The current wave of LLM-induced AI hype really made the tech crowd bend itself in knots trying to paint this as an unsolvable problem that requires IP abuse, or not a problem because it’s all mostly “derivative bits of trash” (at least the bits they don’t like, anyway), argue in courts how it’s transformative, etc., while the most straightforward solution keeps staring them in the face. The only problem is that this solution does not scale, and if there’s anything the industry in which “Do Things That Don’t Scale” is the title of a hit essay hates then that would be doing things that don’t scale.
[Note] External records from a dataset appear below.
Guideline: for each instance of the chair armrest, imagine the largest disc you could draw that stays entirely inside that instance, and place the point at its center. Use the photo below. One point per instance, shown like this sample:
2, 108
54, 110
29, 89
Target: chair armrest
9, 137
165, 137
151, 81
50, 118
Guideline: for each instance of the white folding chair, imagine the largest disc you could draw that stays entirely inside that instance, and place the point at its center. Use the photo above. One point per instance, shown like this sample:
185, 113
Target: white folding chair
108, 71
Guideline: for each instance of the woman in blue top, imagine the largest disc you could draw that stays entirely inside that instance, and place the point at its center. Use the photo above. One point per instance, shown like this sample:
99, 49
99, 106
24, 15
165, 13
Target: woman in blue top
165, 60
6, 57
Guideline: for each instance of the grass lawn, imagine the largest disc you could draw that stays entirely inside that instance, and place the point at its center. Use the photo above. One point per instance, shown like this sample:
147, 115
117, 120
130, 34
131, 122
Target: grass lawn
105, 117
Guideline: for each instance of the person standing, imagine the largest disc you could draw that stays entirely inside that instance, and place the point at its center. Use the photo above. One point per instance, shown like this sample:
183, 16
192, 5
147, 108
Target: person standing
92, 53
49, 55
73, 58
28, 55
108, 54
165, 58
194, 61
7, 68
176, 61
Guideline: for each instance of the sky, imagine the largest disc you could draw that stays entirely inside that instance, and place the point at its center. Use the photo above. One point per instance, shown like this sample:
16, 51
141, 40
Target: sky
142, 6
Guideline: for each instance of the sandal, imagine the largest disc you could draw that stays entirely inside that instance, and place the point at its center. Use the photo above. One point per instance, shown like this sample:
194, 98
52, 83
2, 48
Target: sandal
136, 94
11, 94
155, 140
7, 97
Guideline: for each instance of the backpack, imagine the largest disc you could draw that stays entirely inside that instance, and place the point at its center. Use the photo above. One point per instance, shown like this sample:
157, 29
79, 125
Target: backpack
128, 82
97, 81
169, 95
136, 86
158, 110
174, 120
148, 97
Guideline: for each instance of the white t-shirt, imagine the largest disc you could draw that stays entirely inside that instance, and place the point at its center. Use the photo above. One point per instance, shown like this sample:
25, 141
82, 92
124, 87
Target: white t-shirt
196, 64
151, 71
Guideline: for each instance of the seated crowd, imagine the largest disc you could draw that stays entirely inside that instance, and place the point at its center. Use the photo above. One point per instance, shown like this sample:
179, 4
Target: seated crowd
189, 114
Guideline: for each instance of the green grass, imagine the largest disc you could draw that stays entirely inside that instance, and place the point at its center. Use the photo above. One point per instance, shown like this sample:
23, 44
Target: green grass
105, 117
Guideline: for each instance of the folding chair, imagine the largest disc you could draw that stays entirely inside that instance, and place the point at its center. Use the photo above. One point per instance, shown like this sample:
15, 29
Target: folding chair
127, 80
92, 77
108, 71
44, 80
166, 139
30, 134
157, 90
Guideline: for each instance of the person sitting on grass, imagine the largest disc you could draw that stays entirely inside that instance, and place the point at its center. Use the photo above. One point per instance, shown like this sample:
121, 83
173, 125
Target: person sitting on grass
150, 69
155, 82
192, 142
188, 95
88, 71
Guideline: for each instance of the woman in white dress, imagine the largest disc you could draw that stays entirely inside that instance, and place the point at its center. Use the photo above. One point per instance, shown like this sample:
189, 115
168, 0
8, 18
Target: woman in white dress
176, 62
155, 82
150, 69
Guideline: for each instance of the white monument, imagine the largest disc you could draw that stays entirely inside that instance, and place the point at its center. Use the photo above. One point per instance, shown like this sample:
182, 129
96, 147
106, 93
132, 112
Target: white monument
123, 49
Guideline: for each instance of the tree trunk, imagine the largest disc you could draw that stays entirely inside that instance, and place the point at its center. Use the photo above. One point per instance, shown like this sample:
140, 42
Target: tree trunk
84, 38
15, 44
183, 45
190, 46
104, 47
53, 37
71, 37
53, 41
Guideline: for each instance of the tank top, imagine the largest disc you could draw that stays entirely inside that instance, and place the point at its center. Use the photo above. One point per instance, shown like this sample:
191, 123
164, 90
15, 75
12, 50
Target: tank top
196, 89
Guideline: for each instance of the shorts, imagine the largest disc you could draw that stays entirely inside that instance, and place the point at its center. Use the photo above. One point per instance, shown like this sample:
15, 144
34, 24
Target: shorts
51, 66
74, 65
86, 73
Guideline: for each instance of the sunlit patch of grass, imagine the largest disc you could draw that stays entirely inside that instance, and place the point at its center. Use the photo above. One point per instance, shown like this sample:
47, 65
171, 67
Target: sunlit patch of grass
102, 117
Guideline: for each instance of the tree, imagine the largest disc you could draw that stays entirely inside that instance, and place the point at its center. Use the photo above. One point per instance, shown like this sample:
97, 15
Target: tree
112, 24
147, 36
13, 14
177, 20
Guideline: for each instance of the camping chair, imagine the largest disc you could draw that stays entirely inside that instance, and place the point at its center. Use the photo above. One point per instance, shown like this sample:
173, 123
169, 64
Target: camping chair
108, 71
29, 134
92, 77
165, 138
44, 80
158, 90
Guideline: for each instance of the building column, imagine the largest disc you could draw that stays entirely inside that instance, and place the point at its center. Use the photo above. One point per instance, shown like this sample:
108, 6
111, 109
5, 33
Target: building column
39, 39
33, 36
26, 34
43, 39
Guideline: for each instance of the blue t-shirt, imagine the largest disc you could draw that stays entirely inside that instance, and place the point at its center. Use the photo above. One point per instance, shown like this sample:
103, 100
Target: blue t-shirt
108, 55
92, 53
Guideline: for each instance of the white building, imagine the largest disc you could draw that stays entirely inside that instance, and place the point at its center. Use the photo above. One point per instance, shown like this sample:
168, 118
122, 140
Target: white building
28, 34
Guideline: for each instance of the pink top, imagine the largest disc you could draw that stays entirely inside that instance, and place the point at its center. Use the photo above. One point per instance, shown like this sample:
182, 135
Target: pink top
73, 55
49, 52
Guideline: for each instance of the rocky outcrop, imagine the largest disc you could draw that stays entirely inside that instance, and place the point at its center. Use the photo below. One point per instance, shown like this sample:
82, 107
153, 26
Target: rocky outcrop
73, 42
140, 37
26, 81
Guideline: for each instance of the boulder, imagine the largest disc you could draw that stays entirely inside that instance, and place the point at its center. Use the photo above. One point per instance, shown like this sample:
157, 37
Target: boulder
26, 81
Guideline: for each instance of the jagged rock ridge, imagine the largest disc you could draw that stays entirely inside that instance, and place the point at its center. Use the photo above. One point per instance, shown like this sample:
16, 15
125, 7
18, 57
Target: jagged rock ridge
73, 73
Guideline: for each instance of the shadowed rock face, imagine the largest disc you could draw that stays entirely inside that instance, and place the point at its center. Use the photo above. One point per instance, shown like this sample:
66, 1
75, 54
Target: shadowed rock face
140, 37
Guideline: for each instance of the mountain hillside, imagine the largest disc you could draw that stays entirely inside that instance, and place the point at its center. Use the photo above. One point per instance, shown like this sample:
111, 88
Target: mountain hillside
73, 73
[0] It should be clarified that if art is considered (as I do) fundamentally a mechanism of self-expression then there is, of course, no trash and the whole point is moot.
camgunz|6 months ago
We don't need all this (seemingly pretty good) analysis. We already know what everyone thinks: no relevant AI company has had their codebase or other IP scraped by AI bots they don't control, and there's no way they'd allow that to happen, because they don't want an AI bot they don't control to reproduce their IP without constraint. But they'll turn right around and be like, "for the sake of the future, we have to ingest all data... except no one can ingest our data, of course". :rolleyes:
rovr138|6 months ago
> Contributed Code
> In order to keep SQLite completely free and unencumbered by copyright, the project does not accept patches. If you would like to suggest a change and you include a patch as a proof-of-concept, that would be great. However, please do not be offended if we rewrite your patch from scratch.
source, https://www.sqlite.org/copyright.html
jojobas|6 months ago
Borealid|6 months ago
An LLM trained on the Internet-at-large is also presumably suitable for a clean room design if it can be shown that its training completed prior to the existence of the work being duplicated, and thus could not have been contaminated.
This doesn't detract from the core of your point, that LLM output may be copyright-contaminated by LLM training data. Yes, but that doesn't necessarily mean that an LLM output cannot be a valid clean-room reverse engineer.
account42|6 months ago
This is assuming that you are only concerned with a particular work when you need to be sure that you are not copying any work that might be copyrighted without making sure to have a valid license that you are abiding by.
Aeolun|6 months ago
We didn't have this whole issue 20 years ago because nobody gave a shit. If your code was public, and on the internet, it was free for everyone to use by definition.